A whole lotta of food competition…

Image courtesy of KROMKRATHOG/FreeDigitalPhotos.net

Image courtesy of KROMKRATHOG/FreeDigitalPhotos.net

Whole Foods (WFM) is looking a little wholesome these days as the stock lost almost 17% of its value. It missed analysts’ predictions through no fault of their own. Sort of. After all, who can really compete with the likes of Krogers (KR) and perennial powerhouse retailer, Wal-Mart (WMT), both of whom are offering up organic fare for considerably cheaper prices. So rather than attempt a futile price war with these grocery behemoths, Whole Foods is going to try improving the customer experience instead. What that means for you is that Whole Foods will institute new  – and faster – payment and check out procedures. If they really want improve the customer experience, they might want to provide some babysitting so that parents can roam the stores freely without opening up half the grocery packages before they even get to checkout. That’s just my humble opinion. Currently they have 373 stores in the US, Canada and UK. Yeah, I didn’t know about the UK either.

Housing is a bummer…

Image courtesy of Stuart Miles/FreeDigitalPhotos.net

Image courtesy of Stuart Miles/FreeDigitalPhotos.net

Just when you were getting excited for spring and all the new fiscal excitement it brings, Janet Yellen goes ahead and kills that buzz by reporting that the housing sector…well…it’s just not really not doing its part to assist with the economic recovery.
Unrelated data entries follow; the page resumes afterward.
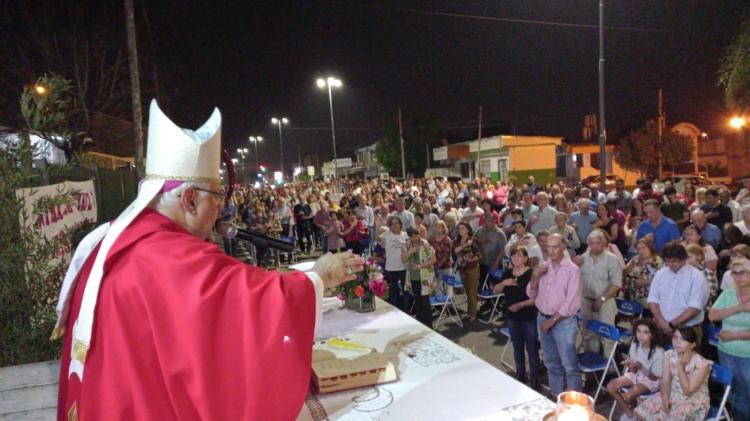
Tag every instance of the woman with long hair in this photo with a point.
(467, 261)
(640, 271)
(683, 393)
(521, 314)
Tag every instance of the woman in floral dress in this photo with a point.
(683, 395)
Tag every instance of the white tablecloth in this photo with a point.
(438, 380)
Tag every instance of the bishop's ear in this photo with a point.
(188, 199)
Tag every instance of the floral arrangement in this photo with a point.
(369, 282)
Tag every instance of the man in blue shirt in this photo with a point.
(711, 233)
(659, 228)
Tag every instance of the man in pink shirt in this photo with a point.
(556, 289)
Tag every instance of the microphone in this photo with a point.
(230, 231)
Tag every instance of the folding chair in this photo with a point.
(623, 390)
(631, 309)
(443, 301)
(487, 294)
(720, 375)
(713, 335)
(592, 362)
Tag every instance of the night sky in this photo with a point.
(255, 60)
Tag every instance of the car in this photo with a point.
(609, 182)
(679, 181)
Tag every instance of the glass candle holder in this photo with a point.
(574, 406)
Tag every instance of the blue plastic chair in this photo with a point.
(486, 293)
(723, 376)
(713, 335)
(628, 308)
(443, 301)
(593, 362)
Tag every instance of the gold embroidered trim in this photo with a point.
(58, 333)
(182, 178)
(73, 413)
(80, 349)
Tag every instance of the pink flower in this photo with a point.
(378, 287)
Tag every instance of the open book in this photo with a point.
(343, 369)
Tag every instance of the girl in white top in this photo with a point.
(644, 366)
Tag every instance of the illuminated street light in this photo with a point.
(255, 140)
(737, 122)
(280, 122)
(331, 82)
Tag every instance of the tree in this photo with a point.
(734, 71)
(420, 135)
(640, 149)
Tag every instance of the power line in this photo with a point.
(499, 19)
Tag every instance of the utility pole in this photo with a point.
(401, 138)
(479, 146)
(661, 133)
(135, 88)
(603, 127)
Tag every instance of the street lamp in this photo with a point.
(737, 122)
(255, 140)
(280, 122)
(331, 82)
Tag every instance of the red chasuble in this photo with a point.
(184, 332)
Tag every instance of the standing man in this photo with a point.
(601, 275)
(406, 217)
(717, 213)
(657, 227)
(678, 293)
(491, 240)
(710, 233)
(556, 290)
(624, 200)
(159, 324)
(583, 222)
(544, 218)
(471, 214)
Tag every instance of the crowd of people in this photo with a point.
(564, 254)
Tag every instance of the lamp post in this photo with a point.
(331, 82)
(280, 122)
(255, 140)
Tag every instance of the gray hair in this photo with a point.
(596, 234)
(170, 199)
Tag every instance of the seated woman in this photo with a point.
(521, 314)
(644, 365)
(683, 393)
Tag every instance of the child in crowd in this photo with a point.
(643, 367)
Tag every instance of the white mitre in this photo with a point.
(174, 155)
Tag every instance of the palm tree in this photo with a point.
(734, 72)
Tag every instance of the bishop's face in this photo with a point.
(202, 219)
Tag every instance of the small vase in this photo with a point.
(363, 304)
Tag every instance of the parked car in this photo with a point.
(678, 181)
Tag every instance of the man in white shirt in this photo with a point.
(406, 217)
(471, 214)
(678, 293)
(544, 217)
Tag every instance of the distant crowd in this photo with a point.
(559, 255)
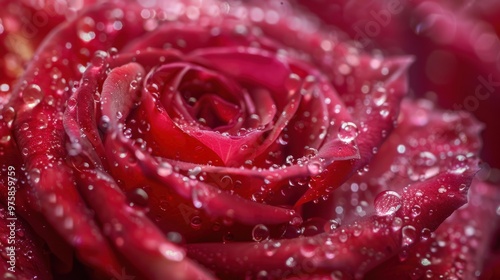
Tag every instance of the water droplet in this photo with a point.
(397, 223)
(35, 175)
(138, 197)
(68, 223)
(314, 167)
(348, 131)
(86, 29)
(9, 276)
(409, 235)
(164, 169)
(32, 95)
(260, 233)
(343, 236)
(293, 83)
(384, 113)
(379, 96)
(387, 203)
(425, 262)
(416, 210)
(171, 253)
(8, 116)
(425, 234)
(330, 226)
(308, 249)
(271, 248)
(459, 165)
(291, 262)
(423, 166)
(196, 222)
(99, 58)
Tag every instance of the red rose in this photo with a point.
(215, 140)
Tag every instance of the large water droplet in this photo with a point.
(35, 175)
(379, 96)
(387, 203)
(314, 167)
(348, 131)
(86, 29)
(32, 95)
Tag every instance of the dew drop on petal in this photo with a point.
(260, 233)
(387, 203)
(425, 234)
(86, 29)
(35, 175)
(330, 226)
(397, 223)
(416, 210)
(138, 197)
(314, 167)
(164, 169)
(293, 83)
(171, 252)
(409, 235)
(348, 131)
(379, 96)
(291, 262)
(32, 95)
(308, 249)
(196, 222)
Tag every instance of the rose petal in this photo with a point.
(458, 248)
(22, 250)
(352, 249)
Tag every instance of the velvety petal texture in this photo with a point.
(184, 139)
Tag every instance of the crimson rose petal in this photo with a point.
(352, 249)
The amount of filings for building permits fell and those are pretty decent barometers of how the housing sector is doing. As for existing home sales, they seemed to have flat-lined. Those not-so-minor details combined with the fact that the rate of recovery took a veritable stall is leaving the Fed less than enchanted with prospects for a stepped up recovery. The Fed Chairwoman also wouldn’t divulge when low short term interest rates would go back up. If you’re in the market for a cheap mortgage or other type of loan, you better hope they stay low. But Janet Yellen is still holding out for a higher rate of recovery and even expects unemployment numbers to go down, albeit slower tha we would like. Currently, the unemployment rate is holding at a very unflattering 6.3%. Pre-recession that rate was between 4% and 5%.